After recovering from the fire and rebuilding the shop, Claire’s again burned in January 1995. The fire again was caused by an electrical problem. The damage was worse than the first fire. The challenge for the Andersons entailed staying in business and keeping their customers while they again rebuilt their shop.
The Solution: In both instances, the shop did not miss a day of operation. The Andersons operated out of a trailer in back of their business after the first fire. Following the second fire, they rented a small nearby house and converted it into a flower shop.
The couple also wrote letters to customers letting them know they were still in business and would honor any obligations. The flower shop had business booked more than a year in advance to provide floral services. Despite all their efforts, some customers still believed them to be out of business. Linda Anderson said she ran into former customers years after the fires who were surprised Claire’s still existed.

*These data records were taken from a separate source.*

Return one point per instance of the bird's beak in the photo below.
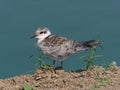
(34, 36)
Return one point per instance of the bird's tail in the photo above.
(89, 44)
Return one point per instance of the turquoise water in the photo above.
(77, 19)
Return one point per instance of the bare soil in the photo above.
(96, 78)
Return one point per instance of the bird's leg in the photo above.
(61, 64)
(54, 62)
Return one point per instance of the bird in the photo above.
(58, 48)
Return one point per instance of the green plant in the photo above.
(27, 87)
(43, 65)
(90, 58)
(102, 82)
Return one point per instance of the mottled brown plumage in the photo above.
(57, 47)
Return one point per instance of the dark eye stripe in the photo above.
(43, 32)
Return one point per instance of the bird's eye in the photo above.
(43, 32)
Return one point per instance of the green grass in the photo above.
(27, 87)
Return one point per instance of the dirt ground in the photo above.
(96, 78)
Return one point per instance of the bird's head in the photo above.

The Andersons worked closely with their insurance company and contractor after both fires. They were able to salvage some of their equipment after the first fire, including their computer system, which maintained the client database and information on customer orders. The roof had collapsed on the showroom, but some square footage at the rear of the shop was salvageable, and the coolers where they kept flowers were still in operation. One of their wholesalers provided a place to operate immediately after the fire until they obtained a trailer to serve as the showroom. The shop was rebuilt quickly and was back in operation by October 1994.
The second fire in January 1995 proved more of a challenge. The Andersons were helping to decorate a golf course when they got word their shop was burning. “We had just gotten in a shipment of white [stuffed] bears that were on display in the front window,” Linda Anderson said. “When I got there, the bears were bobbing around in the water and there was smoke everywhere. It was horrible.” This time, while the couple was again able to salvage the computer system, the building was too badly damaged to use. They found a warehouse in which to set up a temporary operation, and quickly located a nearby house that could be converted to commercial use for a showroom. Because the cause of the fire was difficult to determine, the Andersons were questioned closely by fire investigators. It was also necessary to again dispatch letters to their customers. “It was a grueling week and a half,” she said.
Fire officials discovered the cause to be electrical, and the Andersons were able to rebuild. The couple was on-site everyday to check the progress of reconstruction. The same contractor was used to rebuild the shop, which made it easier to duplicate the operation exactly as it had been before the disaster. The insurance paid to replace everything, but would not pay for anything that was not part of the shop prior to the fire. It took four months for the project to be finished.
Claire’s Flowers has thrived ever since. Because of the Andersons’ experience, the shop has become a resource in the floral industry for flower shop owners nationally who have had to cope with fire damage. Linda Anderson advises businesses to check their fire insurance and make sure they have good coverage. Salvaging equipment that can be saved is also important. The Andersons found some of their equipment appeared to be OK, but had smoke damage that could not be fixed.
She advises others who have seen their businesses go up in smoke not to panic and to find a way to stay in operation. “Talk to somebody who has been through the same experience,” she urged.